Максаков сделал паузу.

- А при том, Владимир Матвеевич, что сынок Сафроновой улетел на Канары. И оттуда не вернулся. В смысле, живым. Он, оказывается, был дайвером, нырял с аквалангом. Опытным был аквалангистом. Так вот у него заклинило клапан, и он утонул. Выходит что-то странное, прав наш доктор? Не на том свете, а на этом платить?

Свешников перекрестился и пробормотал: "упокой душу раба Твоего, Господи…". - Так вот я не просто готов поверить Кабанову, я уже верю.

- Ну и хорошо. А что ж тревожит? За все воздастся… и за доброе, и за злое. может не с такой математической точностью, но все вполне в порядке вещей. А вы Виталию Васильевичу не рассказывали об этом?

- Нет. Ему и без того проблем хватает.
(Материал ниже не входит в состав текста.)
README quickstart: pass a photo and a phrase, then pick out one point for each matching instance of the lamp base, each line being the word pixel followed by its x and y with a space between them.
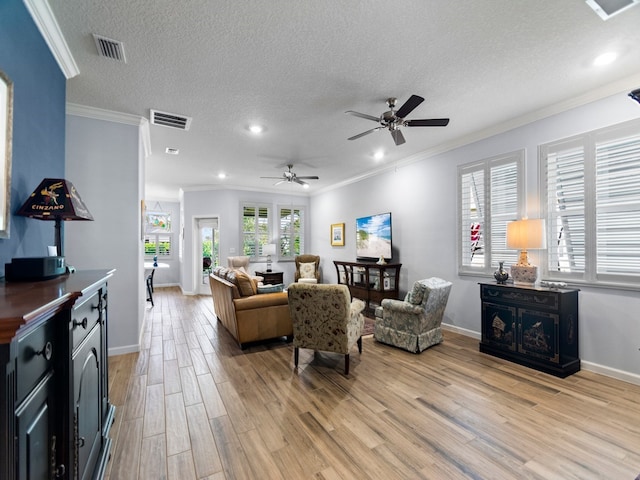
pixel 524 274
Опять закомплексует, не дай Бог.

- Думаю, и не стоит. - Свешников пристально посмотрел на полковника, тот очень не похож был на себя, уверенного, деловитого, слегка бесшабашного, - Но ведь вы ко мне не за этим приехали, Александр Сергеевич?

Максаков мучительно выдавил:

- Исповедуйте меня, отец Владимир, ибо я грешен, и мне больше не к кому обратиться…

СЛОВО И ДЕЛО

Постовая сестра положила трубку на стол, рядом с аппаратом и помчалась по коридору, заглядывая через окна внутрь палат. Наконец, в одной она увидела реаниматолога Преображенского с палатной сестрой. Доктор осматривал своего больного. Сестра придерживала его на боку, пока Преображенский выслушивал, как там в легких? Спустя пару минут, он разогнулся и увидел делавшую весьма характерные знаки за окном постовую сестричку. Он повесил фонендоскоп на шею, бросил палатной сестре:

- Посмотри пока давление, я сейчас вернусь. - А в коридоре он тут же обнял постовую. - Любашка, ты просишь позвонить тебе вечером?

- Да ну вас, Борис Викторович! - отозвалась постовая, - С чего это? Вас к телефону!

- Да? А Кто? - машинально спросил Преображенский, отпустил покрасневшую сестричку и повернулся в сторону поста.

- Мужчина какой-то. - Язвительно сказала Любашка, и показала в спину доктору язык.

Преображенский взял трубку.

- Алле.

- Борис? - голос на том конце был знаком.

- Да. Виталий Васильевич? - узнал, но зачем-то уточнил он.

- Да, я это, - отозвался Кабанов. Голос у него был глух. - Борис Викторович, ты мне нужен. Во сколько освободишься?

- В четыре, - ответил Преображенский, - А что случилось, Виталий Васильевич?

Кабанов не ответил. Реаниматолог ждал. Пауза затягивалась. Наконец Доктор Наф-Наф, а ныне начмед медленно проговорил:

- Борис, мне нужна твоя помощь.

- Все, что угодно, Виталий Васильевич, объясните толком.

- Долго, да и ни к чему. Приезжай ко мне после работы, и захвати с собой все, что нужно для эпидуральной катетеризации.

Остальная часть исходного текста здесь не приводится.